We have the parametric curve which define the movement of your material point #M#

We need to derive once to have the parametric curve which define the velocity of your material point #M# let's do that :

#x(t) = tsqrt(t+2)#
#y(t) = t^2-2t#

#vec(OM)(t) = (x(t),y(t))#

#dx/dt= dot(x) = v_x(t) = sqrt(t+2)+t/(2sqrt(t+2)) = (3t+4)/(2sqrt(t+2))#

#dy/dt = dot(y) = v_y(t) = 2t-2#

#(dvec(OM))/dt = vec(v)(t) = (v_x(t),v_y(t)) = ((3t+4)/(2sqrt(t+2)),2t-2) #

#vec(v)(1) = (7/(2sqrt(3)),0)#

Your material point #M# doesn't have a movement relative to the y-axis, so the norm is

#v(1) = 7/(2sqrt(3))#

Jan 6, 2016

If you calculate the function of distance in time #f_d(t)#from the given function of position in time #f(t)#, you can derive that the instantaneous velocity of the object when #t=1# is #7/4#.

Explanation:

  • The instantaneous velocity of an object is the derivative of distance as a function of time.

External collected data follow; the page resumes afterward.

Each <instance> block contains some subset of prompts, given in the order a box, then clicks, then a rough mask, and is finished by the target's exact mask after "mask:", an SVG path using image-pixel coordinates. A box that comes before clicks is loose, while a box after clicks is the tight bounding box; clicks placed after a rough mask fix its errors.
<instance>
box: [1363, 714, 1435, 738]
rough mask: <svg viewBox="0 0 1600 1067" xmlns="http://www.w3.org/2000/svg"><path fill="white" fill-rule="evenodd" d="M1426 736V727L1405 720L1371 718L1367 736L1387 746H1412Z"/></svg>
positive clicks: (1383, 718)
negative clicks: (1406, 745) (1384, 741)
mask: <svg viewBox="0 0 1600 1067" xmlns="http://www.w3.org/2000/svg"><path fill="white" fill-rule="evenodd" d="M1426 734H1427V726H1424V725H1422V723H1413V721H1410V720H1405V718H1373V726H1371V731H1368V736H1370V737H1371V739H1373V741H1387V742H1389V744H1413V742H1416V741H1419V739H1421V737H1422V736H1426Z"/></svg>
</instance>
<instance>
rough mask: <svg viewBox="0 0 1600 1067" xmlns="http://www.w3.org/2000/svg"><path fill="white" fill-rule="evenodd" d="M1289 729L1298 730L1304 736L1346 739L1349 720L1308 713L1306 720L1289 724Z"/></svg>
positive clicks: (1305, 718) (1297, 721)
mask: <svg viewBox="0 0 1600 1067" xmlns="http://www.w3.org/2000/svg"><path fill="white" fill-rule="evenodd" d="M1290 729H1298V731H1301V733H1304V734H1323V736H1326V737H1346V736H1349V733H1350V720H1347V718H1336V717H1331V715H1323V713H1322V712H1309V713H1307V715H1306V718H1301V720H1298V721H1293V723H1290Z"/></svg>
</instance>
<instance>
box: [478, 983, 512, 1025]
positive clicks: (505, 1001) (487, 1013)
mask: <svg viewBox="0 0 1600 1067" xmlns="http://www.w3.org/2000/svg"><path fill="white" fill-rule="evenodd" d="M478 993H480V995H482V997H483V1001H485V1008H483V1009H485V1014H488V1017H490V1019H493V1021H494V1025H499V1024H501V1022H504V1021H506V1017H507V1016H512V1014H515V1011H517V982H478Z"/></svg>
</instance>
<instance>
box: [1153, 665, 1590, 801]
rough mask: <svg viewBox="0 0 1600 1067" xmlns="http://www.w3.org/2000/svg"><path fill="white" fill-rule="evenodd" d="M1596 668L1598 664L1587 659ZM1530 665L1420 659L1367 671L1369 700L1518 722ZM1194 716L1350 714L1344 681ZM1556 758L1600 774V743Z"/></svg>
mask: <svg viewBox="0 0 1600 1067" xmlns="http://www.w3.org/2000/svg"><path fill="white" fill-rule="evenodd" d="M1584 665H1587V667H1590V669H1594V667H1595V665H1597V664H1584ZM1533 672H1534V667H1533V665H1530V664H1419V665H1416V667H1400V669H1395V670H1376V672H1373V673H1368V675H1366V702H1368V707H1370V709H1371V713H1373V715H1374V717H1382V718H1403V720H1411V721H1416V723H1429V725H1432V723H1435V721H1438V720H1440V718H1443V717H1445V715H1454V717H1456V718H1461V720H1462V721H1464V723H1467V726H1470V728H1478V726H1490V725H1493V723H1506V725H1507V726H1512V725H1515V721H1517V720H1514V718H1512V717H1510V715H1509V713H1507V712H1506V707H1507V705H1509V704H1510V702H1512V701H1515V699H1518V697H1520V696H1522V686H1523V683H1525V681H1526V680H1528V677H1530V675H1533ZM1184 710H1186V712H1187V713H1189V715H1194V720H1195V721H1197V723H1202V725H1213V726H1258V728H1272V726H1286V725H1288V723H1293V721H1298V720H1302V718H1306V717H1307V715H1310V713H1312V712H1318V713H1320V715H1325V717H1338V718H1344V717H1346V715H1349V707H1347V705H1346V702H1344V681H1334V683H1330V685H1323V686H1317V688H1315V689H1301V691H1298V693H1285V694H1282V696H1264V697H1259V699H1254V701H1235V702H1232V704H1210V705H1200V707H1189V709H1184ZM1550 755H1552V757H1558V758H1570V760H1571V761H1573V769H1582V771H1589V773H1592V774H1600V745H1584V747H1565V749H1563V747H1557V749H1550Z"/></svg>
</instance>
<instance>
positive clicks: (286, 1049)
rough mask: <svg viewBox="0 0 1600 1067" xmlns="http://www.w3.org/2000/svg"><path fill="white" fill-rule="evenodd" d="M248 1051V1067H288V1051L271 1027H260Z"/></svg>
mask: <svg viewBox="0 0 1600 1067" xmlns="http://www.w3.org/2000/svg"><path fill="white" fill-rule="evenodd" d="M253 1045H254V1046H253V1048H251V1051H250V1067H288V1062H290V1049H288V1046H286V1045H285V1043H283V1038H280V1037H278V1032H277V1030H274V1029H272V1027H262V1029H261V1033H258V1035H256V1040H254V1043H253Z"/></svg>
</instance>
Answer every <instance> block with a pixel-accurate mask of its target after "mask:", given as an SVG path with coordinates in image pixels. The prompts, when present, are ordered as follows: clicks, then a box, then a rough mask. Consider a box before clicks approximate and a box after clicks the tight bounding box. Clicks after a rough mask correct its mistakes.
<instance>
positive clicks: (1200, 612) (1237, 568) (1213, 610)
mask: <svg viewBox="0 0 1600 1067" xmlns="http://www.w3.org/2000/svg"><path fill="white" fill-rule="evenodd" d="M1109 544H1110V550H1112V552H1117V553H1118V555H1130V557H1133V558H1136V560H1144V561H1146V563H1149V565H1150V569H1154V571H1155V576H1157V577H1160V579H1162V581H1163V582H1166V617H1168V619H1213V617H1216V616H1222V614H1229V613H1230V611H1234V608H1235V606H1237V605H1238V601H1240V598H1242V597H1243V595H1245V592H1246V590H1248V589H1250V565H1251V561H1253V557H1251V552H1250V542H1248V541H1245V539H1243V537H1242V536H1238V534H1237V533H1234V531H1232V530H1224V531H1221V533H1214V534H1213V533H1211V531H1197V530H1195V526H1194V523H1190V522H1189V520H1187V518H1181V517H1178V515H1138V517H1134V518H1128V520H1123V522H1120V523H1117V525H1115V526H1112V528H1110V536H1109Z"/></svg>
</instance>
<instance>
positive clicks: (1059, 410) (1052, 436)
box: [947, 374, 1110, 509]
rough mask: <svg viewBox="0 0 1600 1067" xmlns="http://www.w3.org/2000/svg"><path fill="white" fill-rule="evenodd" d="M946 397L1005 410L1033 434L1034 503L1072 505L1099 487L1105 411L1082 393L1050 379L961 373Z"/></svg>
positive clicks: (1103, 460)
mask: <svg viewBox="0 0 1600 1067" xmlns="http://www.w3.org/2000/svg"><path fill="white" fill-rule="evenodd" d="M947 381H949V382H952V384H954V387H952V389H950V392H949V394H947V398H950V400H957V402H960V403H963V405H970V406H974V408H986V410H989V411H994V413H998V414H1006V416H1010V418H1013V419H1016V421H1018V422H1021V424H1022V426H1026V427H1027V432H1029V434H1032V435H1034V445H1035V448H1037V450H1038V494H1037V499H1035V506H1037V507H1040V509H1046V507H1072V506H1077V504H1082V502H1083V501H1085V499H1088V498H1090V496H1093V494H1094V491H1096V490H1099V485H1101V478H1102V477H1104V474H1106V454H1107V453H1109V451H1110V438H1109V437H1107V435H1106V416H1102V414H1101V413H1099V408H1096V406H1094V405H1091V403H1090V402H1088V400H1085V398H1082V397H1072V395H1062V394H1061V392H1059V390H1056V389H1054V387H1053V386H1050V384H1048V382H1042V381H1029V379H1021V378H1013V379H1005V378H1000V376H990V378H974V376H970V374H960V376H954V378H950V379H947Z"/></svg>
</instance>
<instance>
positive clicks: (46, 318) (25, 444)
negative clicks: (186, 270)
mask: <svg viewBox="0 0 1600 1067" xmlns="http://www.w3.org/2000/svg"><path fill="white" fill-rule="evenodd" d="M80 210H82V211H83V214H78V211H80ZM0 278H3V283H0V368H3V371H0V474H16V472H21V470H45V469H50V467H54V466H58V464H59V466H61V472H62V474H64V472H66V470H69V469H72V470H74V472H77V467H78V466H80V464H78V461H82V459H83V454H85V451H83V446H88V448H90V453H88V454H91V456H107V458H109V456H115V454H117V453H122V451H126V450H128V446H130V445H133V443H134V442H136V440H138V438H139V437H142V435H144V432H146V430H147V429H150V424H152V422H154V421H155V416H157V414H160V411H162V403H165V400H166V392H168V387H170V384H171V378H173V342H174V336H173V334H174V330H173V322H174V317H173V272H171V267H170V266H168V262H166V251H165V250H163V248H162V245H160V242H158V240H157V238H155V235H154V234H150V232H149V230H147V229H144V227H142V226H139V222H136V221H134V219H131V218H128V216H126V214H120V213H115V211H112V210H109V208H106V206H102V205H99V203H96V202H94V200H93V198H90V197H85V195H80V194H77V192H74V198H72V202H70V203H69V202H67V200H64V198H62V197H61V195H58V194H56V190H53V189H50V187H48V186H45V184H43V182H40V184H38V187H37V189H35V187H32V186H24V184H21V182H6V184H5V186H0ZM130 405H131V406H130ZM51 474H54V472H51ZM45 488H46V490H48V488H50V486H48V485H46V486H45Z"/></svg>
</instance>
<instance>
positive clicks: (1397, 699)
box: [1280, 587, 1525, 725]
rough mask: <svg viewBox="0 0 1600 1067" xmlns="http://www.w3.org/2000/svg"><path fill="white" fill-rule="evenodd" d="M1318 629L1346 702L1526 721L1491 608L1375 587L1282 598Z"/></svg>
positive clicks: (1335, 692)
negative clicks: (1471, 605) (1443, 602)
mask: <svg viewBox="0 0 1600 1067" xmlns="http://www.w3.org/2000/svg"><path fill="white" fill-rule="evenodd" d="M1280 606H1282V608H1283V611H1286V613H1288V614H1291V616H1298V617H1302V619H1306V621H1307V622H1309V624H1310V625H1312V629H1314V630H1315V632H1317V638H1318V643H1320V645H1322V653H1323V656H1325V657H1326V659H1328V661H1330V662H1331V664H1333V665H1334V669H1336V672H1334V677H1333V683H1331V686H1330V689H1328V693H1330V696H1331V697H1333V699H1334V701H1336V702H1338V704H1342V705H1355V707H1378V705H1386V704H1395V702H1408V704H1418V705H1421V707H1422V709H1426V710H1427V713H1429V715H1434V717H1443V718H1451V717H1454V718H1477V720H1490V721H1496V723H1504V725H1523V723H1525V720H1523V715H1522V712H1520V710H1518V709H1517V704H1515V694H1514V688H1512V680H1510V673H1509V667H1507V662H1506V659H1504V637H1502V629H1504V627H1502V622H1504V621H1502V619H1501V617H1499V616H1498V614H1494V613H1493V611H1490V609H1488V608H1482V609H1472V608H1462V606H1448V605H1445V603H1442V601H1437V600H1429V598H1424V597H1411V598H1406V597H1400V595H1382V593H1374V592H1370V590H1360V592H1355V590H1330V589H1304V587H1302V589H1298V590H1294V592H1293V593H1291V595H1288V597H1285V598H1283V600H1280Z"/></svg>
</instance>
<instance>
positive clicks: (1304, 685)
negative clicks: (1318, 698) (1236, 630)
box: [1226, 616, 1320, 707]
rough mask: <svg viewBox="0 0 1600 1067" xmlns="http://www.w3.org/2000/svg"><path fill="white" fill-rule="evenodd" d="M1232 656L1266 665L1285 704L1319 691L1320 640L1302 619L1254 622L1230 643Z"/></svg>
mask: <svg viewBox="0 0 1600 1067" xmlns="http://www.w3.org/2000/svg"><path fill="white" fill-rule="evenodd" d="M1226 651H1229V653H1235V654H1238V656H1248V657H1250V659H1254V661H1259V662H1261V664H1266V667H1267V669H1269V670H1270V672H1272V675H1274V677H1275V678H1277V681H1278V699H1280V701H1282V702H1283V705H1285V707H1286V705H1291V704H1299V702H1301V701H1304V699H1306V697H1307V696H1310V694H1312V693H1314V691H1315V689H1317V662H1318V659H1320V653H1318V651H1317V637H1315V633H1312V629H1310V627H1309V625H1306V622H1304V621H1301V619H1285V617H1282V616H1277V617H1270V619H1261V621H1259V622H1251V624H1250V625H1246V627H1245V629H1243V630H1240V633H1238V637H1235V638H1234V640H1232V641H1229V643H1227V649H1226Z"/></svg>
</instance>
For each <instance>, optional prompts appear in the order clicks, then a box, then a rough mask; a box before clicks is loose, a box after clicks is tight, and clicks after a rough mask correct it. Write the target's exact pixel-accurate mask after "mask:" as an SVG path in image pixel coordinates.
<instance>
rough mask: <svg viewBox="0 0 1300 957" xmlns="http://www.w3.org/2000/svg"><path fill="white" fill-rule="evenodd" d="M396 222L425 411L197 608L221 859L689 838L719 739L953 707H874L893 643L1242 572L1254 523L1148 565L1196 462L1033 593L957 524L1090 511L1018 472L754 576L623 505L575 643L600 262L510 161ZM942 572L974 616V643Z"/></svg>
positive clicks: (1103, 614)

  • The distance traveled by the object can be taken as its the distance between (0,0) and the current position of the object.

  • If distance as a function of time is #y=f_d(t)#, velocity is denoted #v#, the function of position in time is #f(t)# then:
    #v=(dt)/(dy)#
    #f_d(t)= sqrt((t^2-2t)^2+(tsqrt(t+2))^2)#
    #f_d(t)=sqrt((t^4-4t^3+4t^2)+(t^3+2t^2))#
    #f_d(t)=sqrt(t^4-3t^3+6t^2)=(t^4-3t^3+6t^2)^(1/2)#

  • #v=(dt)/(dy)=d((t^4-3t^3+6t^2)^(1/2))/(dy)#
    #v=1/2[(t^4-3t^3+6t^2)^(-1/2)][4t^3-9t^2+12t]#
    #v=(4t^3-9t^2+12t)/(2sqrt(t^4-3t^3+6t^2))#
    #v=(4t^2-9t+12)/(2sqrt(t^2-3t+6))#

  • When #t=1#
    #v=(4-9+12)/(2sqrt(1-3+6))#
    #v=7/4#

I think?